1. Use a tax checklist as the basis for gathering your documents to prepare your tax return. This way,you will reduce the possibility of leaving money on the table for CRA. Please check our website "domytaxestoday.com", and at the very top you will see a link for our personal tax checklist. You can also get onto our mailing list, because each year we routinely send out our updated tax checklist.
2. If you believe that you are missing a T4 or TS slip, please let your tax preparer know this, so they may check with CRA for the missing slip, or you can provide them with an estimate to include on your tax return. Believe it or not the penalties for missing a T4 can be as high as twice the amount of the unpaid taxes.
3. Please investigate, and if possible, limit your involvement in donation gifting plans. You know, those that you get a donation receipt which is far in excess of what you actually donated. If you have already donated this year, it is advisable NOT to include these receipts in your tax return. Treat it as a loss that saved you from an even bigger loss. CRA has indicated that to date they have not found one gifting tax shelter that is in compliance with the Income Tax act. Because of the number of clients we see involved in this, we will be doing a separate video/article on this topic.

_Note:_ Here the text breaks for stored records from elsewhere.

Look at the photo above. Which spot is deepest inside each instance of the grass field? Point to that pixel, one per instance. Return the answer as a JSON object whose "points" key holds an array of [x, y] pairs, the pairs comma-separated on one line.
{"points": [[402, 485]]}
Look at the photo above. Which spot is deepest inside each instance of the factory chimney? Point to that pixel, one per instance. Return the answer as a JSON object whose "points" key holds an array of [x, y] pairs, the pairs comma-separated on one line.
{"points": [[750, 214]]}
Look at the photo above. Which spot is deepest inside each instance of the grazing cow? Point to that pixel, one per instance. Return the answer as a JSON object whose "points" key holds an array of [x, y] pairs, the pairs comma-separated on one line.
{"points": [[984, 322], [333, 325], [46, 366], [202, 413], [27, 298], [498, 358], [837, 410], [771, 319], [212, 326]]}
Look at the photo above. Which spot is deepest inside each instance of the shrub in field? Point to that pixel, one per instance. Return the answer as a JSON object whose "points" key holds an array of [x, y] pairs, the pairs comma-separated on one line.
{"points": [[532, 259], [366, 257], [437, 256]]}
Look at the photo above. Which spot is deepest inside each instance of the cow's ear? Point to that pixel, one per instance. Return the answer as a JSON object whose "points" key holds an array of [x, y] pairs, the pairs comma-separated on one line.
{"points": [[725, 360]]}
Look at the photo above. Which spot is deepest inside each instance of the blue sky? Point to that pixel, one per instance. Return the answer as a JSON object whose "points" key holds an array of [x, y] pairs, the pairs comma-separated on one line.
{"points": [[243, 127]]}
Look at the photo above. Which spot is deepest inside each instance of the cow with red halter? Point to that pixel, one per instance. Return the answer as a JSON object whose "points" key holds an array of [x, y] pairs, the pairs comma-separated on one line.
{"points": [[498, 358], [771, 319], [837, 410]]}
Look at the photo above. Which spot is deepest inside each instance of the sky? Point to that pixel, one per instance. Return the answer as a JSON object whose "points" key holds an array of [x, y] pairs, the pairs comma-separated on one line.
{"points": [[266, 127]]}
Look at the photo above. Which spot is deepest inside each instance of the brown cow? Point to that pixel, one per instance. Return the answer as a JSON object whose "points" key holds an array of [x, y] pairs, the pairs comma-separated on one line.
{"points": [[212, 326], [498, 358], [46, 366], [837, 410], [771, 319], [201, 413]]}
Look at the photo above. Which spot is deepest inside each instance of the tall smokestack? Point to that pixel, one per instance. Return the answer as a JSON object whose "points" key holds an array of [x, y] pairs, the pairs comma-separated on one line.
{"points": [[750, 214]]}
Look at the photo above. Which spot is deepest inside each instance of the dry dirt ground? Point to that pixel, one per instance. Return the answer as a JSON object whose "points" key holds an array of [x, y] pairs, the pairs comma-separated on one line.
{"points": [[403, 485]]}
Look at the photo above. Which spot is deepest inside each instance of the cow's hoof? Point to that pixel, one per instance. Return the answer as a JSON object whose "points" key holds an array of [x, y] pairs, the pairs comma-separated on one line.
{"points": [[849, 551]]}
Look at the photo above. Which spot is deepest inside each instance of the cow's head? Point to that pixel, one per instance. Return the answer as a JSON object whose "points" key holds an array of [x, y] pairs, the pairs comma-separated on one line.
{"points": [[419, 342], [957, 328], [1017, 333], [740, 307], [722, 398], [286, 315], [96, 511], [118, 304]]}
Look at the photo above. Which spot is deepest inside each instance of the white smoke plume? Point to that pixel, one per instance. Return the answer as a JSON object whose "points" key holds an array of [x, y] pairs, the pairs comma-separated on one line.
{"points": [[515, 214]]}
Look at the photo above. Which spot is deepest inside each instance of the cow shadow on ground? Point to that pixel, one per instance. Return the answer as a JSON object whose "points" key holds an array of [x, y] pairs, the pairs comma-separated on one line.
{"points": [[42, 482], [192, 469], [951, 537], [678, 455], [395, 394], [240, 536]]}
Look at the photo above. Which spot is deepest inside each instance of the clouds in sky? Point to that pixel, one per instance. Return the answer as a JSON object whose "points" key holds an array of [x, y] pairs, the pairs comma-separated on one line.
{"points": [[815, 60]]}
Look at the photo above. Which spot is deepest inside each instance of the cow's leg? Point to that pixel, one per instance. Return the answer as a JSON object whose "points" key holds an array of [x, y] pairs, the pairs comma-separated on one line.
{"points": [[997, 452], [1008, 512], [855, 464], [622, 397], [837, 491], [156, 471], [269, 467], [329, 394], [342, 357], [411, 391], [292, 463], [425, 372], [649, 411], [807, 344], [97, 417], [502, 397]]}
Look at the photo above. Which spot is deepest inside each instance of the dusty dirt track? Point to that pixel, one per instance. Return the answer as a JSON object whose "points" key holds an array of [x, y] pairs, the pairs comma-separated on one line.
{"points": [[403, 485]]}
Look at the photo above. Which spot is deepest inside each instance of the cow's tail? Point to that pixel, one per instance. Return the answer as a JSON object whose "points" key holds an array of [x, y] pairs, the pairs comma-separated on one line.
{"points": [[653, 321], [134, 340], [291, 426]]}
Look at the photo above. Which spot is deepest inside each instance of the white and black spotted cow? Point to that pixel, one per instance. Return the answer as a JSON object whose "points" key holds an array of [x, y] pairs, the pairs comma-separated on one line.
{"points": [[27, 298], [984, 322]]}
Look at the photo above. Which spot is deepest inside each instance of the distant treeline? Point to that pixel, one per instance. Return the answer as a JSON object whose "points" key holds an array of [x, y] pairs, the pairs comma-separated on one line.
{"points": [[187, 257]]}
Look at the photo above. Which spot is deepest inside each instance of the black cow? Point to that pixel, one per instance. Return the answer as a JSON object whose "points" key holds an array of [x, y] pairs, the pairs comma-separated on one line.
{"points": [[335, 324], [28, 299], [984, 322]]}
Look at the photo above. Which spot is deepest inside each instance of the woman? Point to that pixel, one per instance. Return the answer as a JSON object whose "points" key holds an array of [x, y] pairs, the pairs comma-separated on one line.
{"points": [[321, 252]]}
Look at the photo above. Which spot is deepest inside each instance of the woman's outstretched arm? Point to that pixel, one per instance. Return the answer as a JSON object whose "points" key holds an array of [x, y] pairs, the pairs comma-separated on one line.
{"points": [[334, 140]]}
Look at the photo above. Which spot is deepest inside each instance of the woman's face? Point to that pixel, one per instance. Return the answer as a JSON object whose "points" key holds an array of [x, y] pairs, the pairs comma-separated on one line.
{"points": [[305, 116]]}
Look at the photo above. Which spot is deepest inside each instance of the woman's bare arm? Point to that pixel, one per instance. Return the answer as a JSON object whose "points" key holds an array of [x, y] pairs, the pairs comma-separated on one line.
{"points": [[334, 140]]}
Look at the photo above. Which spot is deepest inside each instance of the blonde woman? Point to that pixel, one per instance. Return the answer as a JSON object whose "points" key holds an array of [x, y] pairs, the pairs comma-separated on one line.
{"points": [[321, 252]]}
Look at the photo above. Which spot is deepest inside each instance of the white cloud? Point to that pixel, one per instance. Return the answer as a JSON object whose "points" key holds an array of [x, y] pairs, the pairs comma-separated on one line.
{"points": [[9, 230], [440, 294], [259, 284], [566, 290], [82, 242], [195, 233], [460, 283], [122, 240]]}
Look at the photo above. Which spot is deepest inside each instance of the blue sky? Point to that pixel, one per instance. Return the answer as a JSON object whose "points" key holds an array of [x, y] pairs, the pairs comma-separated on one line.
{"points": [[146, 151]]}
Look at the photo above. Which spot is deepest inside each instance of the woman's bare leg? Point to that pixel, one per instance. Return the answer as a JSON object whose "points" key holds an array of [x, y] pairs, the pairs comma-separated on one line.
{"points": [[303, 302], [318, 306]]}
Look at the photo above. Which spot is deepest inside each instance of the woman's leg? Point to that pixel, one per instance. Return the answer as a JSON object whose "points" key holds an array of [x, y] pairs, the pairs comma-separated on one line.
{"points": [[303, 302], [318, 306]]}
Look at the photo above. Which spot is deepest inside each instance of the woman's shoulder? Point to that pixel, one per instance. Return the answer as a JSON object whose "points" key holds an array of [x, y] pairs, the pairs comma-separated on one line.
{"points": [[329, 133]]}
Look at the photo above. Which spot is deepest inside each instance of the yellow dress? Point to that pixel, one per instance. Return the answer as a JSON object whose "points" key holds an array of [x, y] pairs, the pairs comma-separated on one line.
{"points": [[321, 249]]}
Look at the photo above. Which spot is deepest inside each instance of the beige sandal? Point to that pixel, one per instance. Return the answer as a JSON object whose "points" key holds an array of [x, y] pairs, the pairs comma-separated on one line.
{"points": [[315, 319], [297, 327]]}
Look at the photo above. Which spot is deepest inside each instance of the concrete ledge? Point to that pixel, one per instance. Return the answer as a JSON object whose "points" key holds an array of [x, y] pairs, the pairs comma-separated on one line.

4. If you do not own or operate a business, please do not include business losses on your tax return. No matter how huge a refund this provides, if you are selected for a review by CRA, and you are unable to provide supporting documents, CRA may deem that you provided a false or misleading tax return, and you may be assessed for gross negligence penalties.
5. If you are claiming employment expenses (like motor vehicle expenses, home office expenses, cell phone etc) this is especially relevant to personal support workers, some travelling nurses, and commissioned employees, you must have a T2200 signed by your employer, which clearly indicates which employment expenses you incur, and you have not been reimbursed for. Otherwise, if you are selected for a CRA review and you are unable to provide supporting documents, they will disallow your previous claims, and charge interest (and perhaps penalty).
6. Common trigger areas for CRA review of individuals are- business losses, business investment losses, rental losses, donations, medical claims, moving expenses and employment expenses. If you have any of these included in your tax return, please ensure that you get a tax professional to review your return prior to submission to CRA.
7. If you do not prepare your tax returns yourself, please ensure that you do your homework when selecting a tax preparer. It is always best to use a Chartered Professional Accountant, they are regulated by the Chartered Professional Accountants of Ontario, and you have potential recourse where there are tax preparer errors. Remember, the cheapest alternative, can sometimes turn out to be the most expensive in the long run.
8. Check your tax return before submitting to CRA. Do not leave it to a third party to prepare your returns. It is you who CRA holds primarily accountable for your tax return. If your tax professional does not want to review your tax return with you, my advice is to find another professional who will. This is too serious an issue to leave to chance.